Had it been one book, it might have just been thought a dreamer’s fantasy, but it meshed well with the Tengri legends that spoke of the Builders fleeing.  Legends that had never made sense before and were thought most likely to have been speaking of a flight into death.

But, there were a dozen books in the one old chest, and workmen were set to looking further and more were found.  The old palace had been where the retreat had been planned, and there were many records of the flight.

Scholars had been consulted.  What was in the west?  None knew.  There was a great desert to the north of Tengri lands, inhabited with barbarians who killed Tengri with pleasure and abandon.  To the east was a great sea, and there were a half dozen kingdoms around its periphery, all of them quite strong.  To the far south there was ocean and more ocean, as it was in the west.

Tengri ships trying to sail south and east around the southern fringe of their continent were met with hails of gunfire and either turned back or were sunk.  Those kingdoms were unwilling to tell any Tengri about the shape or extent of their lands.  They all feared the Tengri; they didn’t trust the Tengri and stayed strong or they would have long before fallen to the Tengri.

The Emperor had personally commanded that an expedition be outfitted and sent as far west as ships could sail.  Irony was that Glaive had been two days from the turn-around point when the storm had struck.

And now they were here and now here was ruin.  The Emperor had commanded too many things, making them imperatives.  Explore the shape of the land here; make a secure fort, prepare for reinforcements.  Reinforcements that might be six months from coming.

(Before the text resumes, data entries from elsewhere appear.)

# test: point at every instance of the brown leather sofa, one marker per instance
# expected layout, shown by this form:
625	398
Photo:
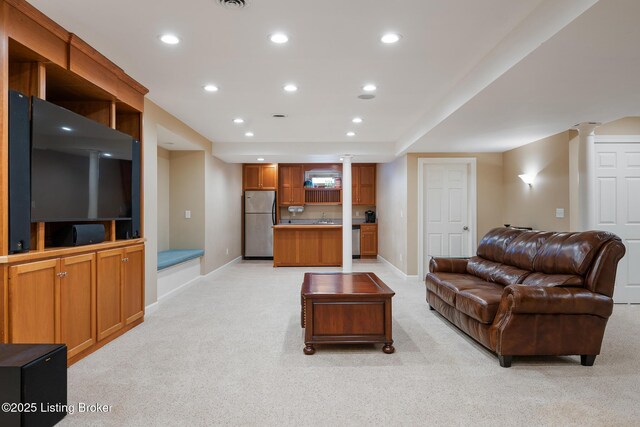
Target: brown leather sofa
531	292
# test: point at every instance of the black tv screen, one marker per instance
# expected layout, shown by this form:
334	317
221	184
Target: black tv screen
80	170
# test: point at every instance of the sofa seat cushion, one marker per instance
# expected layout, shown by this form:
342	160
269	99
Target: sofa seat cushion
448	285
481	302
550	280
496	272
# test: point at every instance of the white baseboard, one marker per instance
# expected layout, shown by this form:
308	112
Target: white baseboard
397	270
233	261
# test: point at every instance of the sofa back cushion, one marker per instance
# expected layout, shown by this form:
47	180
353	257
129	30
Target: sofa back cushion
494	244
522	250
570	253
495	272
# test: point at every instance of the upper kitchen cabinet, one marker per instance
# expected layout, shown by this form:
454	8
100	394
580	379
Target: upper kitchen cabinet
260	177
364	184
291	185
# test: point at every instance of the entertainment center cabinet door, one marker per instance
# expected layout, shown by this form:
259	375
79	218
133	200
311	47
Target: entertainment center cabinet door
78	303
33	297
133	285
109	292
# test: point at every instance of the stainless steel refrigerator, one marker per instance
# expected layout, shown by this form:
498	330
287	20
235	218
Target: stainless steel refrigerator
259	218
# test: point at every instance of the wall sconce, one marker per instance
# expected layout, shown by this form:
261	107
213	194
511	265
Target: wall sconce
527	178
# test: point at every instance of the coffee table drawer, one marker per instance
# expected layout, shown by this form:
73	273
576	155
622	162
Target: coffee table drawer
348	318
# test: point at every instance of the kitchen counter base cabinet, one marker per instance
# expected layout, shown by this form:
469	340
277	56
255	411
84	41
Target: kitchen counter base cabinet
307	246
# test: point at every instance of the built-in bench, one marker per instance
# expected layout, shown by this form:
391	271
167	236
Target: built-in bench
172	257
177	268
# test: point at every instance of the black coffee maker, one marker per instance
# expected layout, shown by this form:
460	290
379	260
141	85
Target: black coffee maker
369	216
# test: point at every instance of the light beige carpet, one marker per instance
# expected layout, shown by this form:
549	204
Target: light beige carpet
228	351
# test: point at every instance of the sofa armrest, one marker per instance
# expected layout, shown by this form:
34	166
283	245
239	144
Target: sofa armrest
556	300
448	265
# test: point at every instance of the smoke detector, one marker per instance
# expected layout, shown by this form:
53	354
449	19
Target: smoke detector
233	4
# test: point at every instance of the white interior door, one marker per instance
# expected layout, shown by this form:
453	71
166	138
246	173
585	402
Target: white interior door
446	211
617	205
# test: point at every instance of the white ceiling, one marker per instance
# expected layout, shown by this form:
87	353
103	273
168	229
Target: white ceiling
467	75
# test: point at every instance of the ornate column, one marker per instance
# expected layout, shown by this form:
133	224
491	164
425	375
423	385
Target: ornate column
586	170
347	260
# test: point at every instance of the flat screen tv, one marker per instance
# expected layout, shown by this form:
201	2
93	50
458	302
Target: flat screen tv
80	170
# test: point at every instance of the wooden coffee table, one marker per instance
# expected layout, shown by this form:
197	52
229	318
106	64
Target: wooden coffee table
346	308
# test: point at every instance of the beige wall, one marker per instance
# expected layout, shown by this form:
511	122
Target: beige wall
489	195
391	195
187	183
223	215
624	126
163	199
536	206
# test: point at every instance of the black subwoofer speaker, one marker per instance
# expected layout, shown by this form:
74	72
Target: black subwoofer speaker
79	234
19	173
33	384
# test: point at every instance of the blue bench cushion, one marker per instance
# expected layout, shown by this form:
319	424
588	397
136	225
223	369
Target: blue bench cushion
176	256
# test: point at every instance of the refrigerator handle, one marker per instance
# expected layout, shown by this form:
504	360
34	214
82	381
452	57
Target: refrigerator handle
273	212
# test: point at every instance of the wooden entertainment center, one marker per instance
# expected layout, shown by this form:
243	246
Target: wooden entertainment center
82	296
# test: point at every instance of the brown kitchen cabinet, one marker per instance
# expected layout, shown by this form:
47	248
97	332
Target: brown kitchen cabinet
53	301
307	245
260	176
291	185
363	184
369	240
120	289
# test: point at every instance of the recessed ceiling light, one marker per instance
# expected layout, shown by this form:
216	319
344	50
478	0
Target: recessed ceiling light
390	38
279	38
169	39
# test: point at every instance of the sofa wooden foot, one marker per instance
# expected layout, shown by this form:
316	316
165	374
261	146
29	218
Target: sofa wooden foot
587	359
505	361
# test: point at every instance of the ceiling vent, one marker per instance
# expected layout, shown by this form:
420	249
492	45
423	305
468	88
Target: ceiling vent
233	4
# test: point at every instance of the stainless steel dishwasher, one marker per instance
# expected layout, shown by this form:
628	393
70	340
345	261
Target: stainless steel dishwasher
355	241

Glaive had tried to do his best.

The second time the scouts had reported Builders moving south, he knew it was the end.  There were, he was told, thousands of them moving towards him.  Glaive had four hundred seamen from the
Glaive
, two hundred from
Abna
and eighty survivors of the
Feston

Abna
was useless for exploration, as it had no transmitter.

The scouts reported that the Builders were armed with some sort of steel bows that threw iron rods very far, very fast.  Worse, they could fire those bows two, three and sometimes four times as fast as a man could fire a musket.

One of the survivors of the first attack against the Builders had been bitter.  “We shot at them, again and again!  Our muskets rarely hit them.  Those bows rarely missed.

“The smoke from the muskets obscures our ability to see around us, while they are in clear air.  When the smoke blows away, you have to find them before they find you, knowing that they would be able to shoot several times before you could.  We died, Viceroy!”

That had been a simple ambush and had worked well for the Builders -- and cost him fifty men -- roughly one of ten of his soldiers.

And today -- today had been a catastrophe from the opening shots that had murdered his ship and half its crew.  The steel bows were deadlier than muskets and as bad as that was, these Builders had something that threw small bombs long distances.  Once such a bomb had landed in the ready gunpowder for one of his own guns and the explosion had destroyed the gun and twenty men around it -- and breached the wall.